[net.cycle] measure torque in-situ?

prins@cornell.UUCP (10/26/84)

From: prins (Jan Prins)
Is there a way to continuously transduce engine torque somewhere along the
driveline?  That information could be useful in an ignition/fuel injection
control system attempting to maximize engine output.  A long time ago I 
heard of an unlikely scheme involving a photomultiplier and a laser shining 
over a driveline component that 'bent' minutely under increasing load.

Does such a device exist?  Is it ever used to supply data to an engine
control system?  Or are the various other engine parameters (e.g. intake
air mass, air/cylinder temperature, oxygen content of exhaust, detection 
of preignition) adequate for indirect determination of output?

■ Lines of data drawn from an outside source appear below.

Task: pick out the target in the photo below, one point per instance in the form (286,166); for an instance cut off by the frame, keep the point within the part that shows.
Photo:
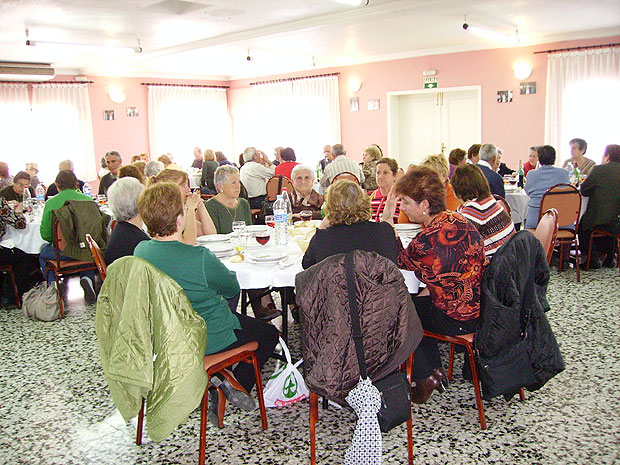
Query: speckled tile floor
(55,407)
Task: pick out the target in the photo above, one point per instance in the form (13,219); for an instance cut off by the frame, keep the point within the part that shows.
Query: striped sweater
(492,222)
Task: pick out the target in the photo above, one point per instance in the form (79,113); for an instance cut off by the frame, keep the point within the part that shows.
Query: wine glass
(305,215)
(262,237)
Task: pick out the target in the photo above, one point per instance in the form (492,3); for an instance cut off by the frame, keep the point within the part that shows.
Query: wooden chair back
(97,256)
(566,200)
(347,176)
(547,231)
(276,184)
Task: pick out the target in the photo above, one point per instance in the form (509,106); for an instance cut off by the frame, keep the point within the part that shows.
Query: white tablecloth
(29,240)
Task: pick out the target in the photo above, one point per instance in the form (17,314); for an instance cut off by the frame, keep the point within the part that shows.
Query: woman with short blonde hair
(346,227)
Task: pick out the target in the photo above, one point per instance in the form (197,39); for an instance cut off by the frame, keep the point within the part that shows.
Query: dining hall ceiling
(213,39)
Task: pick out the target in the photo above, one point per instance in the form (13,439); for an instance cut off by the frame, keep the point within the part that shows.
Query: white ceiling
(210,39)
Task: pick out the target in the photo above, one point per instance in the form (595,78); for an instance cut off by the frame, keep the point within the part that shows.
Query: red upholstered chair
(8,269)
(467,341)
(97,256)
(218,363)
(63,267)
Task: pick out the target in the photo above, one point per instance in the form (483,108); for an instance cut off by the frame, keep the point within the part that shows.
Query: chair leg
(451,362)
(140,424)
(314,416)
(474,372)
(259,391)
(202,443)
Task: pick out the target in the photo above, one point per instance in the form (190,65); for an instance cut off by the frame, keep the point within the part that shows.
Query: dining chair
(60,267)
(547,231)
(347,176)
(407,367)
(566,200)
(502,201)
(8,269)
(602,233)
(97,256)
(467,341)
(218,363)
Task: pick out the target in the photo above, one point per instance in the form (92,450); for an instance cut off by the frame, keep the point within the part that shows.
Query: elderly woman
(541,179)
(205,280)
(386,172)
(304,197)
(209,165)
(480,207)
(371,155)
(448,256)
(347,227)
(227,207)
(123,200)
(198,222)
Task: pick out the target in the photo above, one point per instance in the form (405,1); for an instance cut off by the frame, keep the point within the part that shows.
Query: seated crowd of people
(453,199)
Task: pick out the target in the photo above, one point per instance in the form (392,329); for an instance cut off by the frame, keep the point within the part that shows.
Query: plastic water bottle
(87,190)
(289,207)
(281,219)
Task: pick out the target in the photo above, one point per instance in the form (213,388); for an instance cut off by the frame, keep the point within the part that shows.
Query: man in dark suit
(603,189)
(487,163)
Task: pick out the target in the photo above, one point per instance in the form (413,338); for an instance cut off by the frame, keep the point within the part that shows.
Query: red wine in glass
(263,239)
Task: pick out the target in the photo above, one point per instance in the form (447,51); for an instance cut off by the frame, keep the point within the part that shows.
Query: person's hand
(193,201)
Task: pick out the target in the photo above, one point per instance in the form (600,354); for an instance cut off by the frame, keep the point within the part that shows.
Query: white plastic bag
(286,386)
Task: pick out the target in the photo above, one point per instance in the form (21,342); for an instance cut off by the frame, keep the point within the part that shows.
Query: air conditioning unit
(16,71)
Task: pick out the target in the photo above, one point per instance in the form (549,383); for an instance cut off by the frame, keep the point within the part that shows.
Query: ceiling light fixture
(33,43)
(491,34)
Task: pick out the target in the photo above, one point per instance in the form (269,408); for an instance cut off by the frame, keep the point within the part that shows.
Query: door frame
(391,95)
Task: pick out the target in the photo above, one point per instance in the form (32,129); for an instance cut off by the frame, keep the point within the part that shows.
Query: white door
(433,121)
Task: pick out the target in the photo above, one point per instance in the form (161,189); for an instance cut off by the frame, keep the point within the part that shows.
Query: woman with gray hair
(304,197)
(122,198)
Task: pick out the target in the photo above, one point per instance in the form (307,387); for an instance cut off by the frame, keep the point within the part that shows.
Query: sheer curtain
(181,118)
(17,132)
(303,114)
(583,97)
(63,128)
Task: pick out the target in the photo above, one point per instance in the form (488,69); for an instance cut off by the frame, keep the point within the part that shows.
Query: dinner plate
(213,238)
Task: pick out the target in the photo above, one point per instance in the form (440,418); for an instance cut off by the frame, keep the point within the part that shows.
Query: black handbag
(394,388)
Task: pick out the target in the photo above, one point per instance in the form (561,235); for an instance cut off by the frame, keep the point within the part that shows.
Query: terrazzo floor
(55,407)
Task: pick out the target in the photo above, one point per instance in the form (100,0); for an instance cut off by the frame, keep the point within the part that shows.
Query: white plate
(213,238)
(404,227)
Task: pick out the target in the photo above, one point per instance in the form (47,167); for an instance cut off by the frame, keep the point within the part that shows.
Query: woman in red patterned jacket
(448,256)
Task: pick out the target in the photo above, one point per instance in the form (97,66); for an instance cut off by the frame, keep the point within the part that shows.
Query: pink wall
(513,126)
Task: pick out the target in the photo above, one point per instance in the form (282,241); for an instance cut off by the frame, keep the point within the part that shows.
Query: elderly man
(62,166)
(487,163)
(603,188)
(114,161)
(255,172)
(5,178)
(341,164)
(15,192)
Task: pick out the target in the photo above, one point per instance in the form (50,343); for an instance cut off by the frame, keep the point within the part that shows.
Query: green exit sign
(430,83)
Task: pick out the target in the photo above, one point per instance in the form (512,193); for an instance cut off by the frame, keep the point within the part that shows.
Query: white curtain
(63,127)
(17,132)
(583,97)
(303,114)
(181,118)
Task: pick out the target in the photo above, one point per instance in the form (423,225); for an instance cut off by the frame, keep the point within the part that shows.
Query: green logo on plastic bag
(290,386)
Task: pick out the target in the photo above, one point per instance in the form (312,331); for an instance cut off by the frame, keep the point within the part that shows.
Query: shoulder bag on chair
(394,388)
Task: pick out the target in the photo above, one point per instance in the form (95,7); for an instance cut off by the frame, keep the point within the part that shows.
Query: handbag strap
(355,318)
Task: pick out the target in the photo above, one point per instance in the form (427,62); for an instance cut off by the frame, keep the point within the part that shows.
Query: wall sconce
(355,84)
(522,70)
(116,94)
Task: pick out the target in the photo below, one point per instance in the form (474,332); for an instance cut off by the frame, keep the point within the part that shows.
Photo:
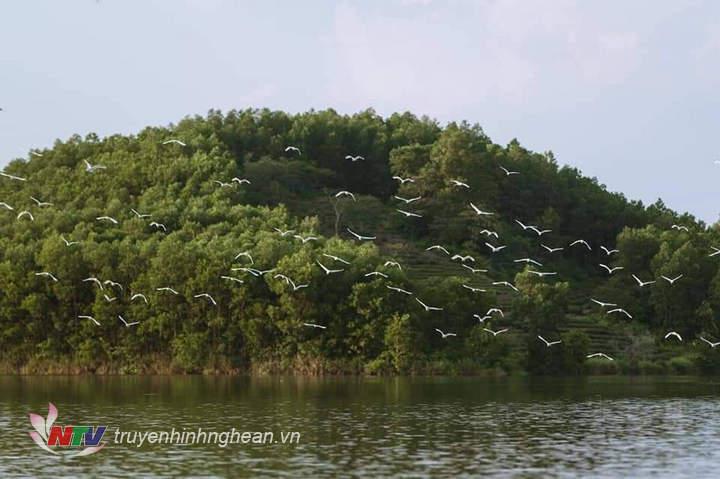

With such an input, a digital engine control system (e.g. Bosch Motronic) 
could lend itself very well to a bit of 'in-the-software' engine tuning 
(although you could really wreck things up!).  

Yann Prins   cornell!prins   (prins@cornell.arpa
                              prins@cornell.csnet
                              prins@crnlcs.BITNET)

fowler@uw-beaver (Rob Fowler) (10/26/84)

References:<1884@cornell.UUCP> 
Back before I confronted my own mortality I owned two BMW's, a '68 R69S with
police electrics and a R75S.  As I recall, both of these (maybe it was my
CB450) had a shock absorbing/torque averaging element in the drive train.
This consisted of a circular carrier on one shaft that had rollers that
engaged some cams (arranged in a circle).  The rollers ran up the cams
against spring pressure.  some spring tensioned rollers that ran up on a
circular cam as the torque increased.  You could monitor the torque
mechanically by measuring the mean axial displacement of the roller carrier.
What I don't remember (actually never knew) or whether this thing ever really
did anything or whether it's yet (AFTERBURNERS ON!) another German 
engineering monstrosity.

The last comment reflects my belief that the guys who engineer motorcycles,
even in Germany,  all flunked out of engineering school.  The only thing
that saves BMW's is the fact that the fine workmanship compensates for the
atrocities to good taste and economics committed by the engineers.  Fer
instance, the R69S was a factory hot rod for European and American kids.  It
was based on the R60. It had no oil pump, only slingers.  The resulting lack
of lubrication meant that it had to use roller/needle bearings everywhere
including the rocker arms.  The high compression pistons kept blowing off
the heads so they added a couple more bolts in areas that aren't really strong
enough.  Finally, all the added torque would cause the engine to self
destruct due to crankshaft flex.  Solution?  Use self-aligning roller
bearings on the crank so flex won't wreck them.  What a sleazy and expensive
hack!!  Fortunately, almost nothing wears out.  Unfortunately, I bought the
bike as a basket case and every trip down to the shop was an expensive piece
of my education.

Actually, the R69S was just a stop-gap until they could get the newer series
out.  All the engine problems were fixed.  It still depended on very precise
machining and assembly in such areas as the transmission output shaft.  This
little gem contains an anti-asphalt rash device in the form of mounting the
universal joint on a tapered shaft that is pressed into a matching component
in the transmission.  The idea is that this thing holds by friction but if
the engine should seize up the joint would break, thereby keeping you from
locking the rear wheel and dumping.  It depends on the quality of those
mating surfaces, good metalurgy to keep the surfaces from bonding to each
other, and the care taken in pressing the pieces together (by inserting a
bolt, torqing it "just so", and then putting the bolt back wherever it
belonged elsewhere on the bike).  The result of all this is that you
shouldn't push start a BMW and  you shouldn't "bump" the engine to get it
going again if it managed to die while you're reaching for the fuel cock,
at least not unless you're willing to do some esoteric roadside repairs.
The other problem is that normal changes in engine torque are enough to dump
you in a fast turn and in really heavy acceleration/deceleration a slightly
mistimed shift (I said I was confronting mortality) can "chirp" the tire.
This particular feature is therefore not likely to save if you anyway.

All this is not to be interpreted as meaning that Beemers are mechanical
crap, merely that all that keeps them from being crap is the workmanship
and that's really good.  The Japanese bikes that I owned before I got the
Beemers had both bizarre engineering and bad workmanship.
If I get back into it my next bike will be a Ural with a snowtire on
the (driven) sidecar wheel.

-- Rob Fowler

faunt@saturn.UUCP (Doug Faunt) (10/29/84)

I have seldom seen so much misinformation in one place before.
Are you running for political office?
-- 
	...!hplabs!faunt	faunt%hplabs@csnet-relay
HP is in no way responsible for anything I say here.
In fact, it may have been generated by a noisy 'phone line.